This section combines the processed VCS and CDM datasets for unified analysis.

In [None]:
# Combine VCS and CDM datasets
log_progress("Data Combination", "Combining VCS and CDM datasets")

# Create combined dataset
df_combined = pd.concat([df_vcs, df_cdm], ignore_index=True)

# Check the combined dataset
print(f"Combined dataset contains {len(df_combined)} projects")
print(f"  VCS projects: {(df_combined['Regime'] == 'VCS').sum()}")
print(f"  CDM projects: {(df_combined['Regime'] == 'CDM').sum()}")

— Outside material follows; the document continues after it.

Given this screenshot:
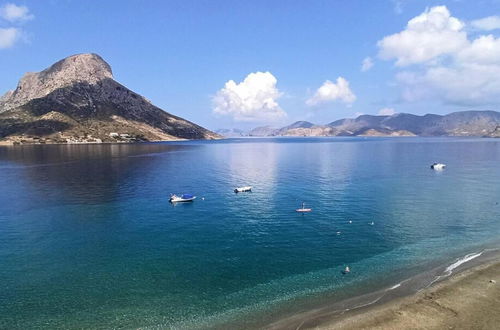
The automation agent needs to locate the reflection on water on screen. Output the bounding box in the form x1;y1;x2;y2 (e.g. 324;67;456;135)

# Check for missing values in key columns
missing_vals_combined = df_combined[['log_q_success_indicator', 't_actual_years', 'Regime']].isnull().sum()
print("\nMissing values in key columns of combined dataset:")
print(missing_vals_combined)

# Create a variable to indicate CDM projects (for regression)
df_combined['Is_CDM'] = (df_combined['Regime'] == 'CDM').astype(int)

# Filter for projects with valid success indicators
df_combined_valid = df_combined.dropna(subset=['log_q_success_indicator'])
print(f"\nProjects with valid success indicators: {len(df_combined_valid)} of {len(df_combined)}")
print(f"  VCS projects: {(df_combined_valid['Regime'] == 'VCS').sum()}")
print(f"  CDM projects: {(df_combined_valid['Regime'] == 'CDM').sum()}")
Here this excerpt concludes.